Language Decidability



A language is called Decidable or Recursive if there is a Turing machine which accepts and halts on every input string w. Every decidable language is Turing-Acceptable.

Decidability and Decidable Languages

A decision problem P is decidable if the language L of all yes instances to P is decidable.

For a decidable language, for each input string, the TM halts either at the accept or the reject state as depicted in the following diagram −

Decidable Language

Example 1

Find out whether the following problem is decidable or not −

Is a number ‘m’ prime?

Solution

Prime numbers = {2, 3, 5, 7, 11, 13, …………..}

Divide the number ‘m’ by all the numbers between ‘2’ and ‘√m’ starting from ‘2’.

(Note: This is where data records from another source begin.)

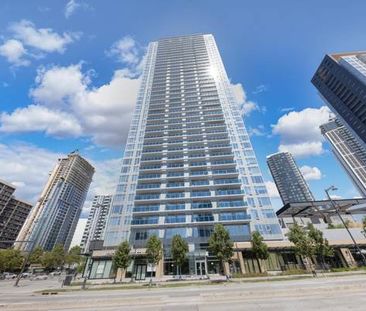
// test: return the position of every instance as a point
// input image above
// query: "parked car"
(9, 276)
(40, 277)
(55, 273)
(26, 275)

If any of these numbers produce a remainder zero, then it goes to the “Rejected state”, otherwise it goes to the “Accepted state”. So, here the answer could be made by ‘Yes’ or ‘No’.

Hence, it is a decidable problem.

Example 2

Given a regular language L and string w, how can we check if w ∈ L?

Solution

Take the DFA that accepts L and check if w is accepted

DFA 1

Some more decidable problems are −

  • Does DFA accept the empty language?
  • Is L1 ∩ L2 = ∅ for regular sets?

Note

  • If a language L is decidable, then its complement L' is also decidable

  • If a language is decidable, then there is an enumerator for it.